Я — сапожник. Мне нравится эта работа. Я презираю интеллигентский труд, — это умственное ковыряние, от которого, должно быть, исходят меланхолия и хандра.
Я не вернусь больше к прошлому. Мне довольно того, что у меня есть.
(Перед восходом солнца)
Нет, пожалуй, он стал шить сапоги не только «для ног». Похоже, что душе его это занятие тоже пришлось по вкусу (во всяком случае в тот момент его жизни, о котором он рассказывает). И все-таки не только для души взялся он за это несвойственное интеллигенту дело. Очевидно, в немалой степени этому способствовали революция, гражданская война, разруха и другие из ряда вон выходящие обстоятельства.
У Толстого никаких таких крайних обстоятельств не было. Его толкало в эту сторону только одно: душа.
Толстой не мог примириться с таким устройством мира, при котором одни люди работают головой (выводят какие-то там закорючки пером на бумаге), в то время как другие, точно такие же люди, делают для них всю самую тяжелую и самую грязную, практически единственно нужную для жизни работу. И вот, чтобы снять с себя хоть малую часть этой несправедливости, он сам стал пахать и шить себе сапоги. Особенно угнетало его то, что точно такие же люди, как он, делают за него не только всю самую тяжелую и грязную, но и самую унизительную работу. Например, убирают нечистоты. И тогда он стал сам выносить за собой ведро с нечистотами.
А тем временем какой-то человек, работающий головой, придумал станок, на котором за час можно сшить столько сапог, сколько раньше, вручную, не сделать и за несколько суток. А другой человек, работающий головой, придумал ватерклозет: дергаешь за шнурок, и фаянсовый унитаз опять сверкает ослепительной белизной. И никому не надо унижаться, выносить за тобою грязное ведро.
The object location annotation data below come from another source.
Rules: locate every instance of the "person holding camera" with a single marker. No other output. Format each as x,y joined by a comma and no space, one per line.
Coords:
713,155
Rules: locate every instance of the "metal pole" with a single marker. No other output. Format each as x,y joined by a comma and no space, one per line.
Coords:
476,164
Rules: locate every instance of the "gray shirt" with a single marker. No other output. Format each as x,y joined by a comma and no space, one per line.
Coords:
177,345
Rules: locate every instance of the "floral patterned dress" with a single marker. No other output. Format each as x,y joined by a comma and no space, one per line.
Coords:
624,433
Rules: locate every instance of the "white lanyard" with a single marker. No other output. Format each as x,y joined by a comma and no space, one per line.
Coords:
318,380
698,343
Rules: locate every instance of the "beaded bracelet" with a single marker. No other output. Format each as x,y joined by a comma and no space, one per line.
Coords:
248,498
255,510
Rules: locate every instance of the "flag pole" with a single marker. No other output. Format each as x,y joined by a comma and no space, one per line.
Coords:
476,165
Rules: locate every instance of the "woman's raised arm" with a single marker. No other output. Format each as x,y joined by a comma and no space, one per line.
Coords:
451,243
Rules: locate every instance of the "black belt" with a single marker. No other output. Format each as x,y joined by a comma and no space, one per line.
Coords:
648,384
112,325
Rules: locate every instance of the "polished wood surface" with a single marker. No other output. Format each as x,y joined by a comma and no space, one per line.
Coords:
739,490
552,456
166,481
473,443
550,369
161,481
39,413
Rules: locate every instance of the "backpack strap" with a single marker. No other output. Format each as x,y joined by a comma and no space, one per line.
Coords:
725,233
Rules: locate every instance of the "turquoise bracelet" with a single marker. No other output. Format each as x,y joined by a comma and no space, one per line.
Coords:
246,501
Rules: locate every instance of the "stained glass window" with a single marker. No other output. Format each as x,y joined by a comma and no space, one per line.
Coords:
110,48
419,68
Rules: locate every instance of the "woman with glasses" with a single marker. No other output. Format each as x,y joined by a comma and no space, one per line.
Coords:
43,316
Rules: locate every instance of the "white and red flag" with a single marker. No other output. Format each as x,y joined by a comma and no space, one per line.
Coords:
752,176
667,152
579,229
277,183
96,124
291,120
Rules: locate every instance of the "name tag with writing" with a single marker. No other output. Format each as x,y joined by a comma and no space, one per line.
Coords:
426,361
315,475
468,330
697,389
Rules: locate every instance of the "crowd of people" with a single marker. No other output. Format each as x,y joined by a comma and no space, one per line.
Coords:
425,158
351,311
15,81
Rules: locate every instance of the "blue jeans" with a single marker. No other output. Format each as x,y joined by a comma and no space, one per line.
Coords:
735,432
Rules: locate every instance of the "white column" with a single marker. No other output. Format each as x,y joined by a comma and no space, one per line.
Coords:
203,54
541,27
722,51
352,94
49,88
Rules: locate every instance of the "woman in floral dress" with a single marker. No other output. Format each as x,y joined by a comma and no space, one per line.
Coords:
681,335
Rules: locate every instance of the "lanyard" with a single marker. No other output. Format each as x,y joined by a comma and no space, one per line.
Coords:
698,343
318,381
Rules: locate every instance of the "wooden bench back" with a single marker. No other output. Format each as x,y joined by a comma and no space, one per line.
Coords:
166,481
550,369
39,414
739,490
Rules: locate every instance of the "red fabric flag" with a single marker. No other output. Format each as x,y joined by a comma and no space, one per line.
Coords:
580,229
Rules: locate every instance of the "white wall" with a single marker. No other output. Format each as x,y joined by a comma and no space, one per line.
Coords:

Впрочем, грязное ведро, которое Толстой выносил за собою сам, это хотя и важная, но все-таки частность. Главное все-таки было не это. И даже не сапоги.
Главное было то, что какая-то чудовищная нелепость, ужасающее кошмарное уродство лежало в основе всего мироустройства. 90% людей (если не больше) прозябают в нищете, невежестве, грязи. И все это только для того, чтобы ничтожное меньшинство бездельников и работающих головой (то есть тоже бездельников, потому что собственно для жизни эта их так называемая работа совершенно не нужна) пользовалось всеми достижениями цивилизации и благами культуры. Единственный выход из этого уродливого положения, какой Толстой мог придумать, состоял в том, чтобы все люди, все до одного, в поте лица добывали свой хлеб. (Мысль, что мир, в котором все будут заняты только тем, чтобы производить жратву и одежду, в своем роде не менее, а, может быть, даже и еще более, уродлив, чем этот, ненавистный ему и проклинаемый им мир чудовищного неравенства, — такая простая и, казалось бы, самоочевидная мысль ему, как видно, в голову не приходила.)